Ia juga meminta para pelaku pembunuhan dan mutilasi itu didakwa dengan Pasal 340 KUHP tentang pembunuhan berencana. Gwijangge juga menyatakan perkara pembunuhan dan mutilasi itu seharusnya diadili Pengadilan Hak Asasi Manusia (HAM), karena tergolong pelanggaran HAM berat.
“Ada tanggung jawab Negara yang diantaranya [memberi] kompensasi, rehabilitasi, dan restitusi. Kami menolak proses hukum di Jayapura dan Surabaya. Kami minta proses hukum dilakukan di Timika, secara terbuka dan demokratis,” kata Gwijangge.

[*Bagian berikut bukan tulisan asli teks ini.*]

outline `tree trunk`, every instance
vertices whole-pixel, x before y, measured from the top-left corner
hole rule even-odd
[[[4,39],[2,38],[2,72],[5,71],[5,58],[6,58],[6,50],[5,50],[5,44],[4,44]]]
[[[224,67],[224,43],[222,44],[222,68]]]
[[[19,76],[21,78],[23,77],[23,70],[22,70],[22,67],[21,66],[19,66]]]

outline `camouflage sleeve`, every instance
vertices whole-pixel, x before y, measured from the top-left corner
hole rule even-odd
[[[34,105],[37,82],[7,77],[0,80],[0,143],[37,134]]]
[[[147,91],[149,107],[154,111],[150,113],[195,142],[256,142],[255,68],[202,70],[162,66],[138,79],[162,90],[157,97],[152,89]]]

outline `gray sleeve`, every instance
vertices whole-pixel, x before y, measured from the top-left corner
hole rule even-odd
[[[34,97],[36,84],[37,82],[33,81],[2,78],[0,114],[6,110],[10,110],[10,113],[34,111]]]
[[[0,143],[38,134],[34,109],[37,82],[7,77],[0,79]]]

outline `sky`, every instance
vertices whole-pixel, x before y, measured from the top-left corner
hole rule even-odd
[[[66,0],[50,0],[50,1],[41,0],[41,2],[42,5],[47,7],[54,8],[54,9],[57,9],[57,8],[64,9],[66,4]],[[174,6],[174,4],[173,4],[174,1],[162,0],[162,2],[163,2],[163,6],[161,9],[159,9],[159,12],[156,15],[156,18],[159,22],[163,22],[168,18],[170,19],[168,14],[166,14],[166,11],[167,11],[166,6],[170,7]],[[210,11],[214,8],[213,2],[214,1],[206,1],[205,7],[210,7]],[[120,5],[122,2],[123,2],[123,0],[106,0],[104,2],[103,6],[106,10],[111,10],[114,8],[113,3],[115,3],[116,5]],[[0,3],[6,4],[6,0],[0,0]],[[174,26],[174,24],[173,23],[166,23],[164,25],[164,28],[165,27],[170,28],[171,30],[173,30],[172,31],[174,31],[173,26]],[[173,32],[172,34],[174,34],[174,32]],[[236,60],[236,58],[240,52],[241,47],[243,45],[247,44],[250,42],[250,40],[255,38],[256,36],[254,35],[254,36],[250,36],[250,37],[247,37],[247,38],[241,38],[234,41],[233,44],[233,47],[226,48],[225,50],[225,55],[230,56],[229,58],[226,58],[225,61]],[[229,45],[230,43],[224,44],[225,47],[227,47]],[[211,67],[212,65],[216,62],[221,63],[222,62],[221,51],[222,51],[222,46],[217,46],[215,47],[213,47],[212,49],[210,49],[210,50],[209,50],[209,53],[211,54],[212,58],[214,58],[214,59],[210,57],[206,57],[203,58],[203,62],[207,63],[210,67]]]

Gwijange mengatakan jika tuntutan itu tidak diindahkan pemerintah Indonesia, lebih baik kasus pembunuhan dan mutilasi empat warga Nduga di Mimika diselesaikan di tingkat internasional. “Apabila tidak diindahkan, maka kasus pelanggaran HAM itu layaknya diselesaikan di Mahkamah Internasional, dan kami mendesak Dewan HAM PBB segera [turun ke Papua],” katanya. (*)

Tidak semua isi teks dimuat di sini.